Maya mengangguk pelan. "Tapi Surya masih bebas. Dan kita masih di sini."
Ari menatapnya dalam. "Kita mungkin di balik jeruji, tapi kebenaran sudah lepas. Dan kebenaran itu tidak bisa mereka tangkap."
---
Permainan Kotor di Balik Layar
Sementara itu, di tempat lain, Surya Wijaya duduk di sebuah ruangan ber-AC dengan beberapa pejabat tinggi.
Di depannya, seorang pria berpakaian resmi membaca laporan dengan ekspresi datar.
"Situasi mulai tak terkendali," kata pria itu. "Kalian terlalu ceroboh. Membiarkan media menangkap insiden bentrokan itu adalah kesalahan besar."

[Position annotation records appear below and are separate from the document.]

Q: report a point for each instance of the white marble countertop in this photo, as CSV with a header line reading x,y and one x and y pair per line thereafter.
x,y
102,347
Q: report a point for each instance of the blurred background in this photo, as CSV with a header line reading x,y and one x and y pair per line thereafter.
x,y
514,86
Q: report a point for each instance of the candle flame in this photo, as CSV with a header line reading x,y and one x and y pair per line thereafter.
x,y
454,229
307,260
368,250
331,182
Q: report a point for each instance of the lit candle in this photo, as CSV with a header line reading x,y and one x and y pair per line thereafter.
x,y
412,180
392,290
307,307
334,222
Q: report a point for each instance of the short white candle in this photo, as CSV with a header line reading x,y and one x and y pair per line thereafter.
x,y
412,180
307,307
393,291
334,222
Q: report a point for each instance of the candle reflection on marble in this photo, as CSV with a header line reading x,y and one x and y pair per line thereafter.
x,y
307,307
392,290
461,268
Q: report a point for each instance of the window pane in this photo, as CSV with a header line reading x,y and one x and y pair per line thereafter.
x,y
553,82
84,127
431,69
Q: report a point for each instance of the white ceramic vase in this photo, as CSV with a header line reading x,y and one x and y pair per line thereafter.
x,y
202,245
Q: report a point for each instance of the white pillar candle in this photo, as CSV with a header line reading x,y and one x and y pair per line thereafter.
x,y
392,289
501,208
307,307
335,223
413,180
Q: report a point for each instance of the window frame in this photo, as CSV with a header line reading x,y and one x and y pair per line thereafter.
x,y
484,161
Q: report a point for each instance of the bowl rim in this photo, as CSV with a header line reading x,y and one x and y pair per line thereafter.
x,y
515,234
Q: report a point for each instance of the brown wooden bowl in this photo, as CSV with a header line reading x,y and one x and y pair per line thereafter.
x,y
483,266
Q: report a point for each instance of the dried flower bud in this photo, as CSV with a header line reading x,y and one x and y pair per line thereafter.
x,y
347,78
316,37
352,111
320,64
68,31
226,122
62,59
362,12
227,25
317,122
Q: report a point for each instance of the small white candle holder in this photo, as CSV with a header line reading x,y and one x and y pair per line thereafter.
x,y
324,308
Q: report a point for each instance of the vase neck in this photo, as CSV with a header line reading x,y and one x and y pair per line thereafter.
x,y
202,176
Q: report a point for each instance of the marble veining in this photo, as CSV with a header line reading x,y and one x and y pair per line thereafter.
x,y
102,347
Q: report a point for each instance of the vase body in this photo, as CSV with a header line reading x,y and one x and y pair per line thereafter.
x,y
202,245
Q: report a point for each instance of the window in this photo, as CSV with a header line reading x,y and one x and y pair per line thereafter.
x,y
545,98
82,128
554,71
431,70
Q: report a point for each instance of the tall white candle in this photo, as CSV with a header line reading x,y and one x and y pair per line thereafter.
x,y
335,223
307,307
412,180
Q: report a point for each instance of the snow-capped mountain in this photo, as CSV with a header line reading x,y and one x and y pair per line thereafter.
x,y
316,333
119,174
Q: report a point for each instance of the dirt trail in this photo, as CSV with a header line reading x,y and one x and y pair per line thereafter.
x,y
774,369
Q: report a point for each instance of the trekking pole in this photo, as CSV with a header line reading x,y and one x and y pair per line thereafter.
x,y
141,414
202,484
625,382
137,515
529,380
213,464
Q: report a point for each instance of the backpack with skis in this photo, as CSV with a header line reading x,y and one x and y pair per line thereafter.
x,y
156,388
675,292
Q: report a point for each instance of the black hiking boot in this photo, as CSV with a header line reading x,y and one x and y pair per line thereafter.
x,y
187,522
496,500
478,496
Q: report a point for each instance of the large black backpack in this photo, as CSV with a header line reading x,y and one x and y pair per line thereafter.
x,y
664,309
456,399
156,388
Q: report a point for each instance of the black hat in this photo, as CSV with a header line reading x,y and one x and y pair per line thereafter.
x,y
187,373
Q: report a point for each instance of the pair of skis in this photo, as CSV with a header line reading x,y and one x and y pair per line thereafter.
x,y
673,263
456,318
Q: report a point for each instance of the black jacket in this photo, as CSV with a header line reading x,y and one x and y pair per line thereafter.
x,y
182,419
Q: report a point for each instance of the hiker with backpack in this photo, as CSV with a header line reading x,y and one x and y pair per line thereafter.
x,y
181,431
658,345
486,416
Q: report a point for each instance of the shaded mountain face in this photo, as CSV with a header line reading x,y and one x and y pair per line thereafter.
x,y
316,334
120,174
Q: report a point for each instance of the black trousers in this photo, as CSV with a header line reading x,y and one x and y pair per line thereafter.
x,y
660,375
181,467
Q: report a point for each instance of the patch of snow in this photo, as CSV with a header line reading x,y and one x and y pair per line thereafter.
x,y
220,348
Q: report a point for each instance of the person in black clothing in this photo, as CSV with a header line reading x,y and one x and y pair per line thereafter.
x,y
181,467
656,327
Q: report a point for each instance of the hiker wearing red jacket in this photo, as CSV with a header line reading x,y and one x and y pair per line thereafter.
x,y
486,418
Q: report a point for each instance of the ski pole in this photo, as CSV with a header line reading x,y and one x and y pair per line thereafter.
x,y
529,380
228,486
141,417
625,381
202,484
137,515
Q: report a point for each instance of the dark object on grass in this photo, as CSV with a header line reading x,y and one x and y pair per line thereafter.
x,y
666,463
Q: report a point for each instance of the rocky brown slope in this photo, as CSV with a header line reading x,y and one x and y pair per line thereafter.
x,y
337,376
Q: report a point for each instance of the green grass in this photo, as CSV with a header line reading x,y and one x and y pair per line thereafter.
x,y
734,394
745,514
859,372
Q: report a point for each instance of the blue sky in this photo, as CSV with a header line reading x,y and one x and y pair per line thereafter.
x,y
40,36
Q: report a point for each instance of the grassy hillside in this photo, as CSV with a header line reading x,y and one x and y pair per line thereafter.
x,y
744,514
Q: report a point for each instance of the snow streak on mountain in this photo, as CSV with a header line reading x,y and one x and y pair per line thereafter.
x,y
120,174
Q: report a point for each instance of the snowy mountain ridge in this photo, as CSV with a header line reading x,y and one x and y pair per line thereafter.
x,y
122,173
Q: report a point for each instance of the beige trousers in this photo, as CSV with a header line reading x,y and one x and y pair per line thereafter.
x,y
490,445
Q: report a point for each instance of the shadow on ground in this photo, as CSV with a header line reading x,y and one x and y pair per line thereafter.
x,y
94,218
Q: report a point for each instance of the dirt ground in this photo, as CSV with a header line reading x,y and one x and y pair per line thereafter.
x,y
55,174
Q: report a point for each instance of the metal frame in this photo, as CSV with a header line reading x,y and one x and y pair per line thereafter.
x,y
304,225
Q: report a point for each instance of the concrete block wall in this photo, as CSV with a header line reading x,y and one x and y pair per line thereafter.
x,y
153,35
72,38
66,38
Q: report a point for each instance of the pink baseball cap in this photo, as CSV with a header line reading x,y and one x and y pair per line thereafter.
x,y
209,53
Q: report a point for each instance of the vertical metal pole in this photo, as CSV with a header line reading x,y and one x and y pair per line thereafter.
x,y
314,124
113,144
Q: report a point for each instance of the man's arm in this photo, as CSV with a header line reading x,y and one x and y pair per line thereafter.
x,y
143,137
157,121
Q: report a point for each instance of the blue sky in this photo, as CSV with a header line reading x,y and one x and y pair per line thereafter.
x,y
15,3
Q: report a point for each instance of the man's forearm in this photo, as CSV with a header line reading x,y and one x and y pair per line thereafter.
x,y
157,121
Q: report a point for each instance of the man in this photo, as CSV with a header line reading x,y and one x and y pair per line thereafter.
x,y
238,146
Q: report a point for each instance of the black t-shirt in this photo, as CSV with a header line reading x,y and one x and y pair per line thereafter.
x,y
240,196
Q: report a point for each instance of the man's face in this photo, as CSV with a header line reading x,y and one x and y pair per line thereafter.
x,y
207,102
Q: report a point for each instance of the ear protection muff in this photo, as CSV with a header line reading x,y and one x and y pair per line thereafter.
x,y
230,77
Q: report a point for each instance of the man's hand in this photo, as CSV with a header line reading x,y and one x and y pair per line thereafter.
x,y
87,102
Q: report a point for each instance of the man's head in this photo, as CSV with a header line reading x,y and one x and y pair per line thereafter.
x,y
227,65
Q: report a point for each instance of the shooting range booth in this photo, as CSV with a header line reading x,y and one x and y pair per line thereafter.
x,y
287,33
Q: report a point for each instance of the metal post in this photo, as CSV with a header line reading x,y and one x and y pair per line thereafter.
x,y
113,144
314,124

Surya menyilangkan tangan di dada. "Polisi yang bertindak bodoh. Aku hanya ingin demonstrasi itu dibubarkan."
Pria lain—seorang perwira polisi berpangkat tinggi—mendecakkan lidahnya. "Sekarang bukan waktunya menyalahkan siapa pun. Yang jelas, tekanan publik meningkat. Jika kita tidak segera mengendalikan narasi, mereka bisa menuntut penyelidikan lebih lanjut."
Seorang pria berkacamata, yang sejak tadi diam, akhirnya angkat bicara.
"Maya dan Ari masih di tahanan, bukan?"
Perwira polisi mengangguk. "Ya. Tapi kami tidak punya alasan kuat untuk menahan mereka lebih lama. Kalau kita menekan terlalu keras, malah bisa jadi bumerang."
Surya mendengus. "Kalau begitu, kita harus memastikan mereka tidak bisa melanjutkan perlawanan ini."
Pria berkacamata tersenyum tipis. "Ada banyak cara untuk membuat orang seperti mereka diam."
---
Kebebasan yang Berharga
Keesokan harinya, pintu sel kembali terbuka.
Seorang petugas masuk, membawa daftar nama. "Ari Rahman, Maya Pranoto, Kholid. Kalian bebas."
Sejenak, ruangan itu hening.
Maya bangkit dengan ekspresi curiga. "Bebas? Begitu saja?"
Petugas itu tidak menjawab. Dia hanya memberi isyarat agar mereka segera keluar.
Saat melangkah keluar dari kantor polisi, mereka disambut oleh puluhan wartawan. Kilatan kamera langsung mengarah ke wajah mereka, sementara mikrofon dan pertanyaan bertubi-tubi datang dari segala arah.
"Bagaimana kondisi di dalam?"
"Apa yang akan kalian lakukan selanjutnya?"
"Apakah kalian akan terus melawan Surya Wijaya?"
Maya dan Ari saling bertukar pandang. Kholid berdiri di antara mereka, tetap tegap meskipun tubuhnya masih terasa sakit.
Ari mengambil langkah pertama ke depan. "Kami tidak akan berhenti. Dan kami tidak akan takut."
Maya melanjutkan, suaranya tegas. "Ini bukan sekadar soal tanah. Ini tentang hukum yang harus ditegakkan. Dan kami akan memastikan keadilan benar-benar ditegakkan."
Sorak-sorai pendukung mereka terdengar di kejauhan.
Maya tahu—ini baru permulaan.
Dan perang ini masih jauh dari selesai.